Probability of Failure
States the likelihood of the specific company experiencing business failure.
Average probability of Failure for Businesses in the D&B Database
States the likelihood of a company experiencing business failure, based on all companies within the D&B database.
Business and Industry Trends
Presents a 12-month Delinquency Score trend of the specific company and an average of the primary industry for the company. Dates include the current score and 11 months prior.
PAYDEX® Panel
PAYDEX ® summarizes the payment performance of a company in the past 12-24 months. Based on a number of months (dependent of Country/Region) of trade experiences reported to D&B by various vendors, it is derived from a weighted average of a company’s combined individual payment experiences.
The PAYDEX® ranges from 0-100 where 0 represents the most severe delinquency.
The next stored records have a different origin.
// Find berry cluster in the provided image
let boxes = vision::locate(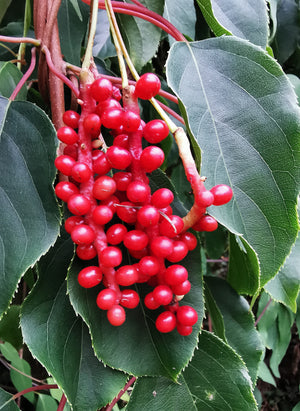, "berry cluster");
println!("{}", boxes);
[55,73,232,335]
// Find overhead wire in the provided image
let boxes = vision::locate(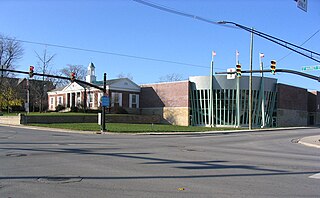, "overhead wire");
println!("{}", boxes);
[4,38,210,68]
[133,0,320,63]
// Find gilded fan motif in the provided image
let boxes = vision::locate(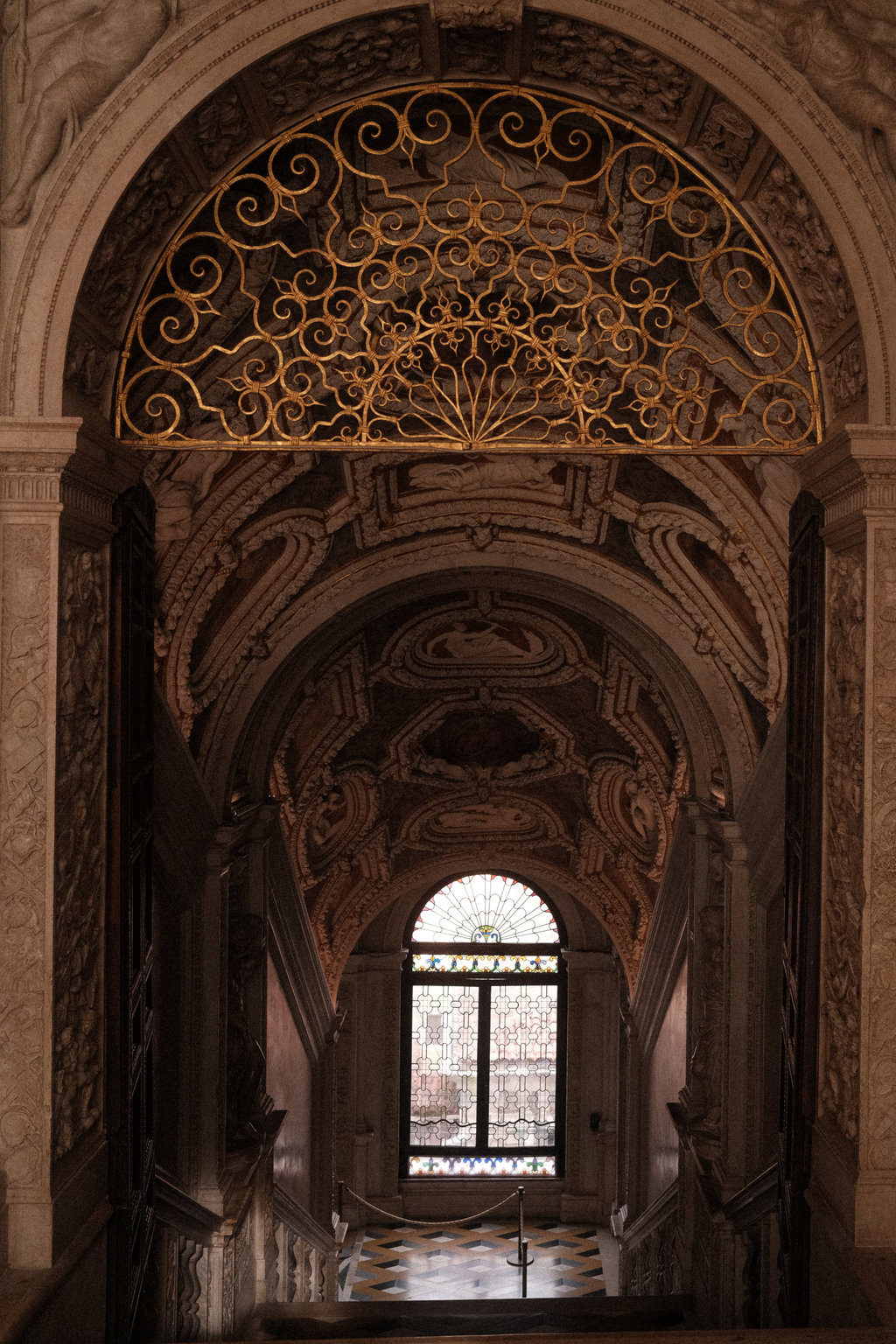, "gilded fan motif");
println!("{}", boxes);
[117,83,821,453]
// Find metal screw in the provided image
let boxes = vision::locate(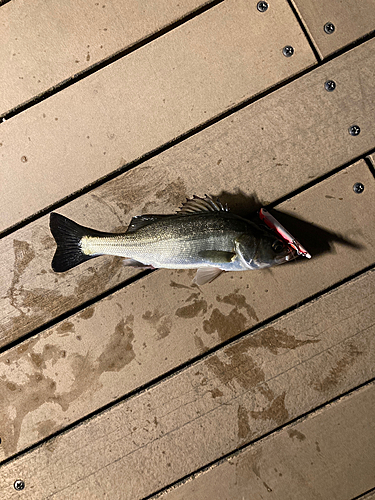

An index of 80 reflects prompt payment and any index greater than 80 reflects payment before the agreed upon terms, potentially benefitting from discounts.
Supplemental PAYDEX ® components include:
Risk of Slow Pay
Assigns the risk of slow payment ranging from low to severe.
Payment Behavior
Displays the payment performance in relation to supplier terms, reflecting whether payments have been made before terms, promptly at terms, or beyond terms.
Business and Industry Trends
Presents a 12-month PAYDEX ® trend of the specific company and the upper 25%, median and lower 25%. Dates include the current PAYDEX ® and 11 months prior.
D&B Rating Panel
D&B Rating is a proprietary indicator that quickly assesses the creditworthiness of a company based on the financial strength of the business, payment behavior, age of the company, company size, and other important factors. As the D&B Rating changes, both the Current and Previous rating will be displayed.
The rating includes one or more of the following components:
Financial Strength
Indicates credit capacity and is based on net worth or equity as computed by D&B from financial statements supplied by the company.
The blank rating symbol should not be interpreted as indicating that credit should be denied. It simply means that the information available to D&B does not permit us to classify the company within our rating key and that further inquiry should be made before reaching a decision. Some reasons for using a "-" symbol include: deficit net worth, bankruptcy proceedings, insufficient payment information, or incomplete history information.
Risk Indicator
Highlights the chance of business failure, ranging from 1 – 4, with one reflecting low/minimum risk and four reflecting high risk.
Employee Size
Represents the company size as a credit evaluation tool in the absence of financial statements.
Special Rating
Applies to companies where a Financial Strength or Employee Size is either irrelevant or cannot be determined, e.g., NQ for Out of Business or NB for New Business.